I don't understand the point you're making. It's increasingly likely that any war with the US in the not too distant future is going to involve attrition and loss of space based assets. If attrition is all but certain, it's necessary that replacement equipment be available to cycle up as needed, due to the long lead times in some of the system components.

What we have in hand right now already anticipates this. The improvements in launch frequency and presence of more than one with such launch frequency secures it, under current policy.

Quote
Reduced per-satellite complexity increases the effort needed by an adversary to wholly disable the battle network over a given region, and reduces the cost of replacing that component of the system from causes such as malfunction, obsolescence, or enemy action. Wherein lies the misunderstanding of how to apply the technology?

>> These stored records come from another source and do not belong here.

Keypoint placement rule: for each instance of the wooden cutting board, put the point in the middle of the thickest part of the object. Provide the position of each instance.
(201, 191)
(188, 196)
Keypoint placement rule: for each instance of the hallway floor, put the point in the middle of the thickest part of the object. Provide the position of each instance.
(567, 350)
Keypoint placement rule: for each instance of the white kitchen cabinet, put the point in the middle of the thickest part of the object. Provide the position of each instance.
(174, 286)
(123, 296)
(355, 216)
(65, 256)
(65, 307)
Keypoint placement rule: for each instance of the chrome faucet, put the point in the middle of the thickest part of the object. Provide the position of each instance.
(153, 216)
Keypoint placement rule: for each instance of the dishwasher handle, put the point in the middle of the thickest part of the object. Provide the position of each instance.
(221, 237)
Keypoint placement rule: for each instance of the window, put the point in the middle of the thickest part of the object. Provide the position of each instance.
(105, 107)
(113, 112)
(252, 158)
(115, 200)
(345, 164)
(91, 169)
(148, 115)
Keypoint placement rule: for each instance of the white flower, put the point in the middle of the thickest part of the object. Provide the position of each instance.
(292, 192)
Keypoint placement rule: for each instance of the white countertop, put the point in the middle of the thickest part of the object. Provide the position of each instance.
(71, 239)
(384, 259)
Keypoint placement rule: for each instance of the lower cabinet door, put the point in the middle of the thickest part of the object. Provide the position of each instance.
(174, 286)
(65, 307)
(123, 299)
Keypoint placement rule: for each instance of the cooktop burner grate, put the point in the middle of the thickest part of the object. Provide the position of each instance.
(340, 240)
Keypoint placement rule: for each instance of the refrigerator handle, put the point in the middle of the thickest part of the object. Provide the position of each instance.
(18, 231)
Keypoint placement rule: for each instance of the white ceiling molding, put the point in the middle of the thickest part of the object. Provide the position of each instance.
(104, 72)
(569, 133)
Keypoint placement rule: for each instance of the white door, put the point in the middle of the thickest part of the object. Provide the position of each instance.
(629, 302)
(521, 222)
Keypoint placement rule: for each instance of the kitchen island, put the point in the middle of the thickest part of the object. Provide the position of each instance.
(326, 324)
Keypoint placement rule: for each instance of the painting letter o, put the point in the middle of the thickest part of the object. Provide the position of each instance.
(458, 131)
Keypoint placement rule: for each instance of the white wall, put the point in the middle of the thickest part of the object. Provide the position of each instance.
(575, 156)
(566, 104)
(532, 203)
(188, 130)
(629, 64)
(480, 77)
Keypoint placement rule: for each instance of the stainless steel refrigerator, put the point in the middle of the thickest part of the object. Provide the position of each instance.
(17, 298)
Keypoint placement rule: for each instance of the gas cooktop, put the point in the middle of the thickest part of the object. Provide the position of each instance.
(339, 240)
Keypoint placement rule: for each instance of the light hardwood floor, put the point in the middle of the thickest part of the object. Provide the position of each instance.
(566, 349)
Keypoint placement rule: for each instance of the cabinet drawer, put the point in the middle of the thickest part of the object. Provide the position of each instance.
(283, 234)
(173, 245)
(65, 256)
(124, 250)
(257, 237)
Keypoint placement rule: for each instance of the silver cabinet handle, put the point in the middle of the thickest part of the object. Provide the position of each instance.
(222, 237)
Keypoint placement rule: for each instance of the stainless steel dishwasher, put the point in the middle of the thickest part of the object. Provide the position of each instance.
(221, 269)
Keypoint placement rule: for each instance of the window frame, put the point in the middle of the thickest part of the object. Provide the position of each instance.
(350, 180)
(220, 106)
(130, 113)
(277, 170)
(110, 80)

The nature of the threat has changed in that opportunistic attacks can attempt to target perceived weaknesses in a long term architecture, in the same way that cyberattacks have broadly attacked/found weaknesses in infrastructure.

The window of time on the vulnerability has shrunk to a fraction of what it was before. The only certain way to cover this is to have rapid development (agile) to counter the found weakness and the means to prove that it is countered. This is a different battle than before, because economics affords a more rapid means of conflict.

Its a variation on what Ross Anderson says in The Threat, which covers broadly the topic of global threat/crime. And, an example of where a small but essential need could be restored no matter the vulnerability, see Time Warfare: Threats to GPS Aren’t Just About Navigation and Positioning, by minimally just orbiting an evasively engineered in the moment time base to a threat. (Alternatively, can create a navigation system leveraging GPS with sparse deployment for limited tactical need.) In these cases, its all about shortening the response time, as my example post goes into.

Have I answered your question fully? These are posts that are meant to be crisp not comprehensive.

But I do want you to understand what I'm addressing.